Dari tiap pohon, petani menghasilkan antara 200-400 kg kulit kayu manis basah. Setelah dikeringkan, dengan kadar air berkisar 30 persen, kayu manis itu siap dijual. Harganya berkisar Rp 12 ribu hingga Rp 14 ribu per kg. Kisaran kasar sih per pohon menghasilkan Rp 2,5 juta. Itu cuma satu pohon. Padahal satu petani bisa punya 1-4 hektar dengan jumlah pohon mencapai 500 batang tiap hektar.
Sebagai contoh di salah satu lahan satu petani menjual kayu manis di 4 hektar lahannya seharga Rp 350 juta. Setelah ditebang, dikupas, dan dikeringkan, 4 hektar itu bisa dapat Rp 700an juta. Begitulah kayanya petani kayu manis di Kerinci.

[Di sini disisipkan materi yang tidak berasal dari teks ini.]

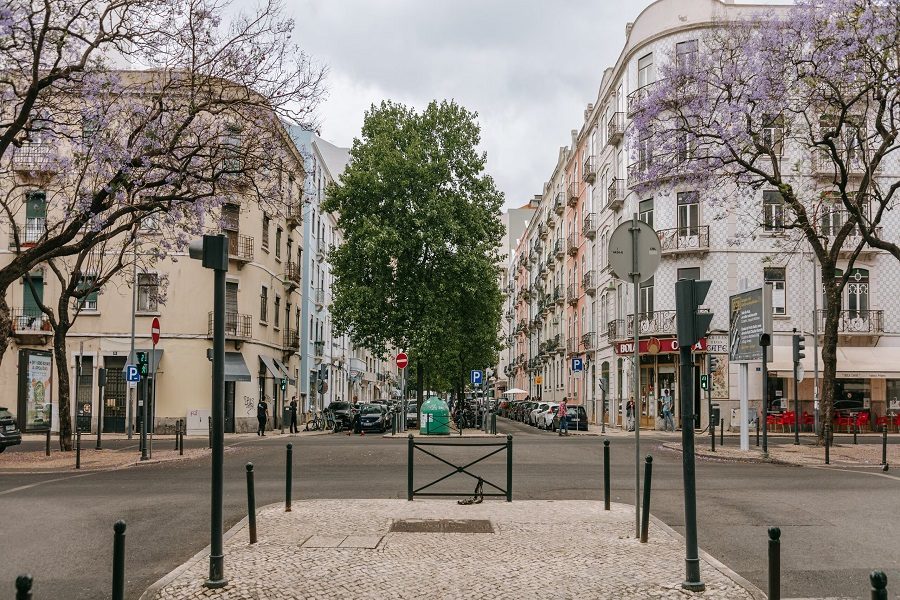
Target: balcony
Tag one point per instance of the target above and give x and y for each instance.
(589, 282)
(684, 240)
(615, 129)
(857, 323)
(34, 158)
(30, 326)
(637, 98)
(559, 203)
(572, 194)
(589, 341)
(589, 170)
(291, 275)
(238, 327)
(615, 193)
(240, 248)
(572, 294)
(589, 227)
(572, 245)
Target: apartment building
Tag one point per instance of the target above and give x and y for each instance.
(564, 302)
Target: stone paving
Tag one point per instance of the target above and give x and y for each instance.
(337, 549)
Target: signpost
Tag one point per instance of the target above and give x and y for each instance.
(634, 254)
(750, 315)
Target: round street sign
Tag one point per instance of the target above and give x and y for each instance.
(621, 251)
(154, 331)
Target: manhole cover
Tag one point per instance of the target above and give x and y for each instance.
(442, 526)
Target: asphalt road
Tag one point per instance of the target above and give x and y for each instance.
(837, 525)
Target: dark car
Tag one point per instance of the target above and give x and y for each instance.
(577, 417)
(9, 433)
(373, 417)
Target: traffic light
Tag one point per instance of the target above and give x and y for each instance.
(799, 347)
(143, 363)
(692, 325)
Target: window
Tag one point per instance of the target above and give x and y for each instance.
(645, 211)
(773, 211)
(263, 304)
(148, 292)
(688, 213)
(686, 55)
(86, 285)
(775, 276)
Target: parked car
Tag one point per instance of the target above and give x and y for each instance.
(373, 417)
(9, 432)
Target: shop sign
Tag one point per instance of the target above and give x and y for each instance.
(658, 346)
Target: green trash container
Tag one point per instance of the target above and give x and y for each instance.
(435, 417)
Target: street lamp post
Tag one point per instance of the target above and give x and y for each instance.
(213, 251)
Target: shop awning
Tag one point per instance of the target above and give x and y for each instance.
(235, 367)
(880, 362)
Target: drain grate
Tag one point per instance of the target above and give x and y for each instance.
(442, 526)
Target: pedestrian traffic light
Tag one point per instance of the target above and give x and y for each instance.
(692, 324)
(799, 347)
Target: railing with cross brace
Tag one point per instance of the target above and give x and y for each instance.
(412, 491)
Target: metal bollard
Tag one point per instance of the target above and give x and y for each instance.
(23, 587)
(774, 563)
(119, 561)
(645, 515)
(251, 504)
(288, 477)
(606, 490)
(878, 579)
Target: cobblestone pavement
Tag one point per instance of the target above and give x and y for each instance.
(336, 549)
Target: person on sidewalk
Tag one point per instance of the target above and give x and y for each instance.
(629, 413)
(262, 415)
(561, 414)
(668, 405)
(292, 407)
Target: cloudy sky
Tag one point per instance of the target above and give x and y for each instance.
(527, 67)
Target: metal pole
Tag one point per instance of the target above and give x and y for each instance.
(636, 280)
(692, 554)
(217, 552)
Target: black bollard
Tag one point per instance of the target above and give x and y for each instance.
(251, 504)
(774, 563)
(605, 474)
(119, 561)
(878, 579)
(23, 587)
(645, 511)
(288, 476)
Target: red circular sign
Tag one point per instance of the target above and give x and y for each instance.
(154, 331)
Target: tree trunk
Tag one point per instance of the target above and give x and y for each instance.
(63, 387)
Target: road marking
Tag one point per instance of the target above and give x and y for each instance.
(37, 483)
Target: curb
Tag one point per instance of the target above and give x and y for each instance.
(751, 589)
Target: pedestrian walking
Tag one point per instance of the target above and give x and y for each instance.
(262, 415)
(629, 413)
(561, 412)
(668, 405)
(292, 407)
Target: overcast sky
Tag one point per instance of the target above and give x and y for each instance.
(527, 67)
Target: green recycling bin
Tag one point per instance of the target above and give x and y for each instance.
(435, 417)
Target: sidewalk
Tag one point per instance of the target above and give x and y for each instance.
(530, 550)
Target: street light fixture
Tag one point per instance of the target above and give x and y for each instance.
(213, 251)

Cuma ya masih banyak tantangan juga. Beberapa petani mengaku harga jual ke pembeli yang masih rendah. Petani juga terlihat belum terlalu peduli pada kualitas penanganan pascapanen, kayu manis dijemur di pinggir jalan raya sehingga bercampur debu dan asap kendaraan bermotor.
Contoh lain kurangnya penanganan pascapanen adalah masih banyak petani menjual kayu manis dalam bentuk tebasan kalau dalam istilah Jawa. Dijual ketika kayu masih di kebun, bukan setelah diolah. Alasanya, petani cuma mau praktis.
Padahal, jika bisa diolah lebih dulu, kekayaan petani Kerinci tentu akan lebih berlipat ganda lagi.